La cena familiar
Contemplé a mis gemelos adolescentes y quise llorar. Él llevaba pantalones anchos, el cabello color naranja y aretes. Ella llevaba un aro en la nariz, un tatuaje artificial y uñas de tres pulgadas. Era la Pascua y nos dirigíamos a cenar... adonde unos familiares... a celebrar.
¿Qué
diría la familia? Podía imaginar las murmuraciones de sus tías y tíos, las
miradas de desaprobación, las sacudidas de cabeza. Habría podido comenzar una
discusión allí mismo, en la puerta, antes de salir. Hubiera podido amenazar,
burlarme y reñir. Pero ¿y eso qué Sabía que no deseaba una pelea ni decir
palabras duras aquel día.
Hubiera sido más sencillo si sólo tuvieran nueve años. "¡Regresen a su
habitación y vístanse decentemente!", les habría dicho. Pero tenían
dieciséis años y lo que llevaban puesto ‑para ellos‑ era decente.

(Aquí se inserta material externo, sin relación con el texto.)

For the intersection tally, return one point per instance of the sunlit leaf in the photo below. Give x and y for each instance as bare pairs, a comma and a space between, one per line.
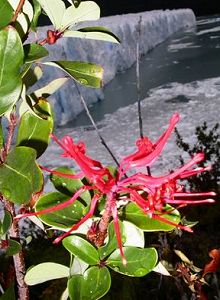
24, 18
33, 131
54, 10
134, 236
13, 248
111, 243
85, 73
135, 215
20, 177
44, 272
78, 266
86, 11
31, 75
10, 81
82, 249
63, 218
9, 294
6, 13
33, 52
92, 285
50, 88
139, 261
95, 33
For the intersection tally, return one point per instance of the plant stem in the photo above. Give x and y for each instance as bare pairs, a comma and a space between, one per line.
18, 10
94, 125
19, 263
11, 129
138, 78
138, 83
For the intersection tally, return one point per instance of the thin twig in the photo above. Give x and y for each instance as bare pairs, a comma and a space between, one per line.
138, 78
18, 10
11, 129
138, 84
19, 263
94, 125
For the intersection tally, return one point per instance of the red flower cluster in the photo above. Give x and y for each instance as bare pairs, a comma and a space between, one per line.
149, 193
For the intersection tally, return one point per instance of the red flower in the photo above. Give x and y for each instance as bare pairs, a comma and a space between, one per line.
159, 191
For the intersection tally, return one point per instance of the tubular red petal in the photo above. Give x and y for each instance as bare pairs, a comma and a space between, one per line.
70, 176
117, 232
185, 228
83, 220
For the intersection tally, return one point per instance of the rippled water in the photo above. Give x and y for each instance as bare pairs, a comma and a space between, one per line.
181, 75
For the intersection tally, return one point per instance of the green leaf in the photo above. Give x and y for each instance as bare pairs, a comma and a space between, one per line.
69, 186
54, 9
93, 285
20, 177
139, 261
31, 76
33, 52
35, 132
63, 218
44, 272
85, 73
6, 13
24, 18
50, 88
37, 12
95, 33
111, 244
134, 235
82, 249
9, 294
10, 80
1, 136
135, 215
86, 11
13, 248
6, 223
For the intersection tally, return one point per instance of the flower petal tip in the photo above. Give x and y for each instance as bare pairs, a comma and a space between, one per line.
124, 261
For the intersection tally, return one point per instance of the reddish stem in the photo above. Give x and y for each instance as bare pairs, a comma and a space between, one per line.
19, 263
18, 10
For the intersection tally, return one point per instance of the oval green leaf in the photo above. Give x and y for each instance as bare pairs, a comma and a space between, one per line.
93, 285
139, 261
87, 74
20, 177
69, 186
63, 218
34, 131
33, 52
6, 13
13, 248
44, 272
112, 243
135, 215
54, 10
82, 249
10, 79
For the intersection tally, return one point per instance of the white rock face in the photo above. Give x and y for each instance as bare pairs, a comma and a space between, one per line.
156, 26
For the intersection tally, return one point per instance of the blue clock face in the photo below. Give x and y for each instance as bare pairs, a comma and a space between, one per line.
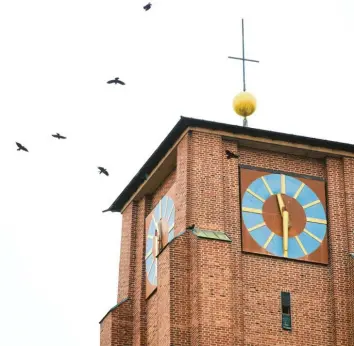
263, 205
160, 232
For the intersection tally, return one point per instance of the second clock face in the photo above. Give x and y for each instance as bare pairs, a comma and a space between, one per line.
283, 215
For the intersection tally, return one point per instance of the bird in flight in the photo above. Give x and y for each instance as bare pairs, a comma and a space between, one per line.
21, 147
147, 6
59, 136
116, 81
103, 170
231, 155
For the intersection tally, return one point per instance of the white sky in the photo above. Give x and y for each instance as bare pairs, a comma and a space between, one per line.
59, 254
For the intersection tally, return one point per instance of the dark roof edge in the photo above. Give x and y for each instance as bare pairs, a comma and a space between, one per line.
184, 123
113, 308
149, 165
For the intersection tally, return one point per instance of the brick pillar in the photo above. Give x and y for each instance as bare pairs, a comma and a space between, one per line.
348, 164
117, 325
233, 230
179, 252
338, 250
139, 294
211, 261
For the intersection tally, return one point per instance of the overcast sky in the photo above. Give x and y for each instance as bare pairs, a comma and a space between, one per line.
59, 254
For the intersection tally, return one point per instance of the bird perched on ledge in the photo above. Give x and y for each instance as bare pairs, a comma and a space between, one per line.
147, 6
116, 81
231, 155
59, 136
21, 147
103, 170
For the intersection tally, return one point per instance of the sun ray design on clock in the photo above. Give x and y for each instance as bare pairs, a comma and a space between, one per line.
298, 245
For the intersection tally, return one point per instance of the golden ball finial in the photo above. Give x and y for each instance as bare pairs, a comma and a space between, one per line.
244, 104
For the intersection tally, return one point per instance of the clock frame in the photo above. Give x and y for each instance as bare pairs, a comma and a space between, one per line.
263, 230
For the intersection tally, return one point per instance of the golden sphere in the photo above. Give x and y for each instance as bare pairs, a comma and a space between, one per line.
244, 104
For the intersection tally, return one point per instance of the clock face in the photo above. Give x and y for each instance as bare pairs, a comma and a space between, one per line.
284, 216
160, 230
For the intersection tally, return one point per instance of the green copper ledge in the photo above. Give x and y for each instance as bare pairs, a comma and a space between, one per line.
207, 234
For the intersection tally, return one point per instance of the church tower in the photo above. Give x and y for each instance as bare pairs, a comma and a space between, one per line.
236, 236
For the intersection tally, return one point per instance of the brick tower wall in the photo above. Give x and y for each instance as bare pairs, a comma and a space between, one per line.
210, 292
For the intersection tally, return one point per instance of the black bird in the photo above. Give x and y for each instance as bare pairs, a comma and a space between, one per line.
59, 136
103, 170
21, 147
231, 155
147, 7
116, 81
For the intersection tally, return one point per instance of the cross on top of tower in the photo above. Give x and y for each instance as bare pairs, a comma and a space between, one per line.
244, 103
243, 58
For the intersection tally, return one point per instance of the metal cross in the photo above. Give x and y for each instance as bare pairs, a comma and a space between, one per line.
243, 58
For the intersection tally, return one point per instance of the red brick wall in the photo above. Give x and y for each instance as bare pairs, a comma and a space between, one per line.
233, 230
209, 292
106, 331
339, 251
117, 326
348, 164
138, 298
126, 246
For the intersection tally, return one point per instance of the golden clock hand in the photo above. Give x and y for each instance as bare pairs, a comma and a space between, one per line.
285, 232
280, 203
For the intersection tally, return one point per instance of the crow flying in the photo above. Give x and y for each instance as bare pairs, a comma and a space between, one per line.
103, 170
147, 7
231, 155
59, 136
115, 81
21, 147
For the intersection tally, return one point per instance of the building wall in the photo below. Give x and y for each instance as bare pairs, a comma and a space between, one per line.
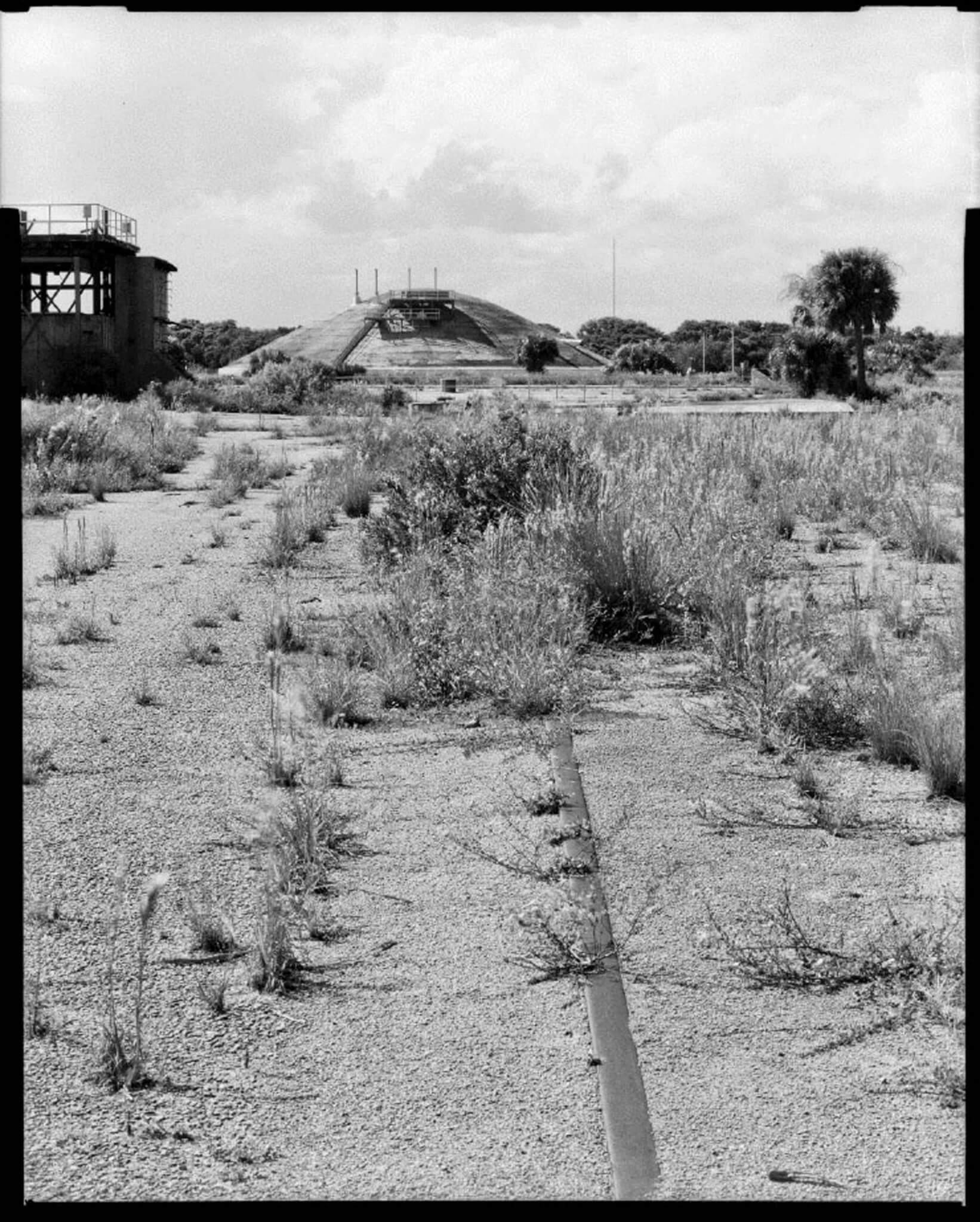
140, 292
98, 353
58, 350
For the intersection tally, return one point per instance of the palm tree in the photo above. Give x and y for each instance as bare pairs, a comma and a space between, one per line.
848, 291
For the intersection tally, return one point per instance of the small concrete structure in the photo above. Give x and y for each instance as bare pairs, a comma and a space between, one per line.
93, 310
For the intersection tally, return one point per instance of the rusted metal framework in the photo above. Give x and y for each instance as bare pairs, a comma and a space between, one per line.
88, 300
421, 304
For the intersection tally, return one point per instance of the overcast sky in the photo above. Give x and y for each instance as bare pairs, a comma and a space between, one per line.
269, 155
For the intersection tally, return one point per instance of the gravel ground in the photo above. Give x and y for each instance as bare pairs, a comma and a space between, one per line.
735, 1079
416, 1062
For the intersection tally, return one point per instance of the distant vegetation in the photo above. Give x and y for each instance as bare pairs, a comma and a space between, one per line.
814, 357
213, 345
694, 342
848, 292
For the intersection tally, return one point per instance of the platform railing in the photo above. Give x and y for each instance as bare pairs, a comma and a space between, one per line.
90, 220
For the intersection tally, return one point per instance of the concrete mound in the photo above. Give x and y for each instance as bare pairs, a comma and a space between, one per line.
418, 329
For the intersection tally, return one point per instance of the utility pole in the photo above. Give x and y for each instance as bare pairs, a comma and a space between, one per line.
614, 277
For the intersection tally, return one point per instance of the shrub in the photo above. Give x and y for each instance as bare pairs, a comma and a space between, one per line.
535, 351
929, 539
812, 361
497, 618
75, 558
356, 494
393, 396
829, 714
285, 539
241, 467
456, 486
897, 706
337, 693
281, 632
941, 752
275, 965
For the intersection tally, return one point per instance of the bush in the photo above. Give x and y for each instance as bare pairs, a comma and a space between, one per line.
101, 445
812, 361
456, 486
535, 351
393, 396
497, 618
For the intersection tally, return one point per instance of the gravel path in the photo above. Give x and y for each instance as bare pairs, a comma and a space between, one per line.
416, 1062
735, 1082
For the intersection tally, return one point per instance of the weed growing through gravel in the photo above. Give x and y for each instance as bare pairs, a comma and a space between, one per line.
308, 835
285, 539
80, 628
202, 653
337, 693
233, 607
78, 557
120, 1062
38, 1024
144, 695
837, 818
282, 766
780, 668
31, 672
547, 802
37, 764
211, 929
780, 953
281, 631
219, 536
940, 743
356, 494
929, 538
213, 991
275, 965
807, 781
561, 935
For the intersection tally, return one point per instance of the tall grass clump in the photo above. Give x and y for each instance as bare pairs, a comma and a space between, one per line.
76, 556
940, 746
239, 467
94, 445
120, 1059
929, 538
455, 486
494, 618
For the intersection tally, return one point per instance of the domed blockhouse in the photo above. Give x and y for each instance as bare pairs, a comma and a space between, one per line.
420, 329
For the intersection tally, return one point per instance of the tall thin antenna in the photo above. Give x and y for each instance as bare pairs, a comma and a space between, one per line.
614, 277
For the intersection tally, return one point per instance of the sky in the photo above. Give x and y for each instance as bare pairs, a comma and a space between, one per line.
270, 155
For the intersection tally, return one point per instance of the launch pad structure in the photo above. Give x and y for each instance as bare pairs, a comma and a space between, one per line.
93, 310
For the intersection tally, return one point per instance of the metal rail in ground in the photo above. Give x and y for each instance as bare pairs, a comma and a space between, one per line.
625, 1112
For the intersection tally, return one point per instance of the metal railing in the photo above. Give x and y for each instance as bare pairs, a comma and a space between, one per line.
90, 220
426, 295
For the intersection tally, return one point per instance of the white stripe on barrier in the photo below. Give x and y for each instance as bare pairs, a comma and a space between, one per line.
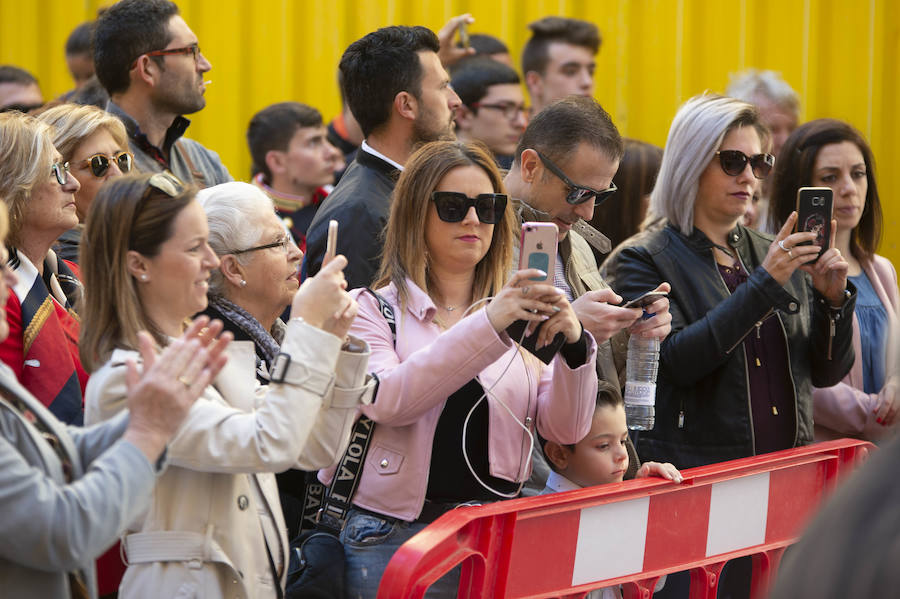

Y entonces partimos. Estaba preparada para las miradas, pero no las hubo. Estaba
preparada para las murmuraciones, y tampoco las hubo. Mis hijos se sentaron (aun
cuando lucían un poco extraños) en la mesa con otras veinte personas. Se
sentaron al lado de los rostros impecables de sus primos. Participaron en la
celebración y entonaron los cánticos de la fiesta. Mi hijo ayudó a leer a los
pequeños. Mi hija ayudó a levantar los platos. Rieron y bromearon y ayudaron a
servir el café a los mayores.
Mientras contemplaba sus bellos rostros, comprendí que no me importaba lo que
pensaran los demás, porque yo pensaba que eran maravillosos, transmitían
nuestra tradición con entusiasmo y con amor, y lo hacían naturalmente
‑desde su corazón.
Sentada a la mesa, los estudiaba. Sabía
que los pantalones anchos, el color del cabello y los tatuajes artificiales eran
sólo una manifestación de quiénes eran ellos por el momento. Esto cambiaría
con el tiempo. Pero su participación en las tradiciones de nuestras fiestas y
la intimidad de nuestra familia estaría con ellos para siempre. A medida que
crecían, yo sabia que esto nunca cambiaría.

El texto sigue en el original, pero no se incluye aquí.